Until 2010 (just after the TSA standard operating procedure manual was accidentally leaked to the public), all TSA officers worked with a secret list that many of us taped to the back of our TSA badges for easy reference: the Selectee Passport List. It consisted of 12 nations that automatically triggered enhanced passenger screening. The training department drilled us on the selectee countries so regularly that I had memorized them, like a little poem:

Syria, Algeria, Afghanistan
Iraq, Iran, Yemen
and Cuba,
Lebanon, Libya, Somalia, Sudan
People’s Republic of North Korea

People holding passports from the selectee countries were automatically pulled aside for full-body pat downs and had their luggage examined with a fine-toothed comb.

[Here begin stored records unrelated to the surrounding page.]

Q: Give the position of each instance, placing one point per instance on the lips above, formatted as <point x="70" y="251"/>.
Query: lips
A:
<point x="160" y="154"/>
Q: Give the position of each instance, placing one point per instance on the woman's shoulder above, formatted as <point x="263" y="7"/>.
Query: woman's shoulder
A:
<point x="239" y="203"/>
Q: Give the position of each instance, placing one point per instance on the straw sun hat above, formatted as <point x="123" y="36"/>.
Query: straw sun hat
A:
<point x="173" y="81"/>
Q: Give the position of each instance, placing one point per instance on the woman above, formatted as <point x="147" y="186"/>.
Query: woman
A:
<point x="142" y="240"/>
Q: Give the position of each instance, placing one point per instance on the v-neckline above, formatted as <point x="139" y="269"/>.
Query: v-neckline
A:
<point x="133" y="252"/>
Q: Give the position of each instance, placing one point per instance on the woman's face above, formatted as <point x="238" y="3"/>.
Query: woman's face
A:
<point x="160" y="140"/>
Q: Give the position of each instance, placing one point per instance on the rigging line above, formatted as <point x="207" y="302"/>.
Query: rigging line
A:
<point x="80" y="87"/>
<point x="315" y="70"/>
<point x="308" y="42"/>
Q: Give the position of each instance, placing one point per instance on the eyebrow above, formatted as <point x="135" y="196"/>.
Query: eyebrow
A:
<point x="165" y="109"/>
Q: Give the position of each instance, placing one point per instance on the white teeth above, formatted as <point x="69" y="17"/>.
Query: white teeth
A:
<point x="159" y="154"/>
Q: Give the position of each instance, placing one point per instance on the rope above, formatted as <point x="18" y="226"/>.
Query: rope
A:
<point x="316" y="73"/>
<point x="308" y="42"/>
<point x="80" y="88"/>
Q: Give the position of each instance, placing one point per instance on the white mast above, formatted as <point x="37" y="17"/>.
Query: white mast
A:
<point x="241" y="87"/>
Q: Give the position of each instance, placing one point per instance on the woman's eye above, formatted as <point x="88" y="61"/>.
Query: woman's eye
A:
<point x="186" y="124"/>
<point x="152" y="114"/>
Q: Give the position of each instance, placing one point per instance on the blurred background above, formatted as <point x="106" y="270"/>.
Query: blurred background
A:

The selectee list was purely political, of course, with diplomacy playing its role as always: There was no Saudi Arabia or Pakistan on a list of states historically known to harbor, aid, and abet terrorists. Besides, my co-workers at the airport didn’t know Algeria from a medical condition, we rarely came across Cubanos, and no one’s ever seen a North Korean passport that didn’t include the words “Kim Jong.” So it was mostly the Middle Easterners who got the special screening.

Most of us knew the directives were questionable, but orders were orders. And in practice, officers with common sense were able to cut corners on the most absurd rules, provided supervisors or managers weren’t looking.

Then a man tried to destroy a plane with an underwear bomb, and everything changed.